Neat Compiz Effects

Compiz is a fairly generic ‘desktop effects’ package for Linux. Ubuntu (and maybe others?) users can enable with System / Preferences / Appearance / Visual Effects, or you can be hardcore and type compiz --replace in a command prompt. (Be warned that it’ll kill your window manager and replace it with Compiz, so don’t do this if you have a lot of stuff open, in case anything goes wrong. Be further warned that if you do this and foolishly Ctrl+Z it hoping to then bg it, you’re going to lock up your desktop, since you just suspended your window manager.)

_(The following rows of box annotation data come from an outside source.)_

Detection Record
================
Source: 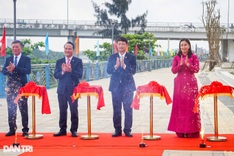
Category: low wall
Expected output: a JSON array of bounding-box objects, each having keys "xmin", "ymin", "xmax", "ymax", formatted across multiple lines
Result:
[{"xmin": 215, "ymin": 67, "xmax": 234, "ymax": 87}]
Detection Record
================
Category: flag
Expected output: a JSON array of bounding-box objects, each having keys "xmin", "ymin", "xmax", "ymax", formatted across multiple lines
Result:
[
  {"xmin": 134, "ymin": 44, "xmax": 138, "ymax": 56},
  {"xmin": 157, "ymin": 48, "xmax": 160, "ymax": 56},
  {"xmin": 1, "ymin": 26, "xmax": 6, "ymax": 57},
  {"xmin": 114, "ymin": 41, "xmax": 118, "ymax": 53},
  {"xmin": 45, "ymin": 33, "xmax": 49, "ymax": 55},
  {"xmin": 150, "ymin": 46, "xmax": 153, "ymax": 55},
  {"xmin": 75, "ymin": 36, "xmax": 80, "ymax": 55},
  {"xmin": 166, "ymin": 49, "xmax": 170, "ymax": 55},
  {"xmin": 96, "ymin": 40, "xmax": 100, "ymax": 57}
]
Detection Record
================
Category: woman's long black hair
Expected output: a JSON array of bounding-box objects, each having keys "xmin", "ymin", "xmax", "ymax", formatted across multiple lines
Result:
[{"xmin": 177, "ymin": 38, "xmax": 193, "ymax": 58}]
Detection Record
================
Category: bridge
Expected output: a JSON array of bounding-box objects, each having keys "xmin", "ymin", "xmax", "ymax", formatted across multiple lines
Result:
[{"xmin": 0, "ymin": 19, "xmax": 234, "ymax": 61}]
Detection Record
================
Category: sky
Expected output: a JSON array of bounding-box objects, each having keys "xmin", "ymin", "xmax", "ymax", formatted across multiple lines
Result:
[{"xmin": 0, "ymin": 0, "xmax": 234, "ymax": 51}]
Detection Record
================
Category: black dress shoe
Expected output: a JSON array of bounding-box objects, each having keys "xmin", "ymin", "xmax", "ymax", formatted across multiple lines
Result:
[
  {"xmin": 112, "ymin": 132, "xmax": 122, "ymax": 137},
  {"xmin": 54, "ymin": 131, "xmax": 67, "ymax": 136},
  {"xmin": 71, "ymin": 132, "xmax": 78, "ymax": 137},
  {"xmin": 125, "ymin": 132, "xmax": 132, "ymax": 137},
  {"xmin": 5, "ymin": 131, "xmax": 15, "ymax": 136},
  {"xmin": 22, "ymin": 132, "xmax": 28, "ymax": 137}
]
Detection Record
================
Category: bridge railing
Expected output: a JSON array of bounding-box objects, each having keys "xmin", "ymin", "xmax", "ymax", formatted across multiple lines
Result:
[{"xmin": 0, "ymin": 59, "xmax": 171, "ymax": 98}]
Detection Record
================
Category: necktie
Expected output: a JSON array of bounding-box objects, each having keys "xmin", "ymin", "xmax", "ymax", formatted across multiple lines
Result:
[
  {"xmin": 14, "ymin": 56, "xmax": 18, "ymax": 66},
  {"xmin": 67, "ymin": 59, "xmax": 70, "ymax": 65},
  {"xmin": 120, "ymin": 55, "xmax": 124, "ymax": 66}
]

About all that you’ll notice with Compiz at first is drop shadows. It’s nice, but it’s kind of like buying a Ferrari and savoring the fact that it’s a stick-shift. What you really want is to customize it. System / Preferences / Advanced Desktop Effects Settings is how you do this. If you’re like me and this wasn’t installed with Compiz for some strange reason, you can use Synaptics (or apt-get) to install compizconfig-settings-manager.

Here are some things I do and don’t like:

  • Cube, and Rotate Cube. (See my previous post on how to make it work if it does nothing for you.) This lets you juggle four virtual desktops by free-spinning a 3D cube. Once you do it, you realize it’s really intuitive. And insanely awesome. Ctrl + Alt + left-click enables this. (Ctrl+Alt+Right flips it.)
  • Expo will “zoom out,” showing all your virtual desktops at once. Handy for an overview, or if you have your mail client full-screen and forget what desktop it’s on, I suppose. Not something I’d use a lot, though. Super-E does this. If you’re thinking that the Super key is perhaps next to the Any key… It’s actually the Windows key.
  • Scale does what Mac users probably thought Expo does: shrinks down all your open windows to be simultaneously visible on one screen. You can map this to a corner of the screen, but Shift+Alt+Up is the official key combination. (Let up on the “Up” key and you can use the arrow keys to pan around, or you can just click on what you want.) I find this key combination really awkward, so this is a good place to mention that you can remap any of the key combinations it replaces.
  • Shift Switch is a Cover Flow-inspired Alt-Tab window switcher. Shift+Super+S pulls it up, and then you can use right and left arrows to navigate. (Note that the windows loop.)
  • Ring Switch lets you “go in a circle” around the open windows, and is Super-Tab, a slightly less-awkward key combination.
  • Shelf is bizarre but cool. It shrinks a window down. There are three sizes. Press Super-L once to make it maybe half-size, and press it again to make it about a tiny little window. Press it a third time to restore it. You cannot interact with a “shelved” window, other than moving it around. The window will update, though, so if you have something running and are waiting for it to finish, you can shrink it down.

I doubt I’m going to use all of these, but I’ve enabled all of them right now, and I wrote myself a cheat-sheet. I think after a few days I’ll have a good idea of what’s eye candy and what actually makes my life easier. I think they all have the potential to do so, though.

Oh, a bonus tip? Gnome users, check out System / Preferences / Keyboard Shortcuts. It’s nothing revolutionary, but it’s something any power user ought to tweak to their liking.  (I set F1 up to launch a terminal, a task I must do 50 times a day. It masks the “Help” feature programs love to pop up when I overshoot the ~ key, too.)